I stared back, my face giving away nothing. Five years inside taught me how to wear a mask better than anyone. “I’m breathing.”
“That’s it? Just breathing?”
“What you want me to say? That I’m struggling? That I’m eating ramen every night? That I can’t even afford decent furniture?” I kept my voice flat. “I’m good.”
Creed nodded slowly, like he expected that answer. “Listen, I know you don’t want shit from us, but there’s something you should know. The money mother left you?—”
“I don’t want it.”
Ignoring my defiance, he continued, “The inheritance. We put it in a high-yield savings account. It’s been sitting there gathering interest. Whenever you’re ready, it’s yours.”
The mention of that money made my stomach twist. Blood money. Guilt money. The Kings trying to buy their way out of what they did to me.
“I’ll never be ready for that shit,” I said. But something else was gnawing at me. Something more pressing. “You know anybody who can hack a crypto wallet?”
Creed’s eyebrow raised, just a fraction. Interest piqued. “Crypto, huh? Why?”
I didn’t respond. Just waited.
“I might know someone,” he finally said, picking up his glass again. “Someone who’s very good at getting into places they shouldn’t be able to. I’ll get back to you.”
I pushed off from the wall. “Do that.”
“I got you. So. Give me everything you know about Smoke and his people. If we take him out, we take them all out. No room for comebacks.”
I studied him, weighing the words. Part of me wanted to walk out, let the Kings handle their own shit. But Smoke wasn’t just their problem anymore. He was mine. He was Queen’s.
I leaned forward, resting my elbows on my knees, voice low and cold. “Fine. Here’s what I got on Smoke. His crew. His spots. His habits.”
I laid it out piece by piece, never giving him more than I had to, never taking my eyes off his face. I could trust Creed just enough to form an alliance. But not enough to forget whose blood ran in his veins.

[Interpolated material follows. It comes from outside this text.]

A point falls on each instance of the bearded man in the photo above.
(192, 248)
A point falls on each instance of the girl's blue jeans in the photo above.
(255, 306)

When I finished, Creed nodded once, calm as ever. “Good. That’s a start.”
I stood, pulling my hoodie tighter. “Don’t get it twisted. I ain’t doing this for you. I’m doing this because Smoke crossed a line.”
Creed’s lips curved, the faintest hint of a smile. “Doesn’t matter why, little brother. What matters is, we finish this.”
Little brother. That shit burned, but I let it slide, for now. Because one thing was certain: when it came to Smoke, we were on the same page. Everyone else? Jury’s still out.
Chapter 32
Queen
Sylk Road was so peaceful when we were closed, but that’s how I liked it when I had to handle the books. Mondays through Wednesdays the doors stayed locked, the floors stayed clean, and it was just me, my laptop, and the numbers. Numbers didn’t flirt. Numbers didn’t lie. They told me exactly who was doing their job and who thought they could get slick.
Except today, the numbers weren’t adding up.
I stared at the screen again, my eyes dragging across the balance sheet. Thirty thousand dollars. Gone. Not a slow bleed, not a couple bottles unaccounted for but thirty grand missing like someone had walked in with a ski mask and emptied the safe.
“Hell no,” I muttered, scrolling back through receipts, bank statements, liquor orders. Nothing explained the gap.
Nori was the one who handled the accounting when I didn’t have time. She was sharp with numbers, detail-oriented, the kind of woman who could recite vendor invoices from memory. But thirty thousand didn’t just walk off the books. Somebody had to have helped it along.
I hit her number on speed dial, drumming my nails against the desk until she picked up.
“Hey, Queen,” Nori answered, casual like everything was normal.
“Don’t ‘hey Queen’ me,” I snapped. “Where the fuck is my thirty thousand?”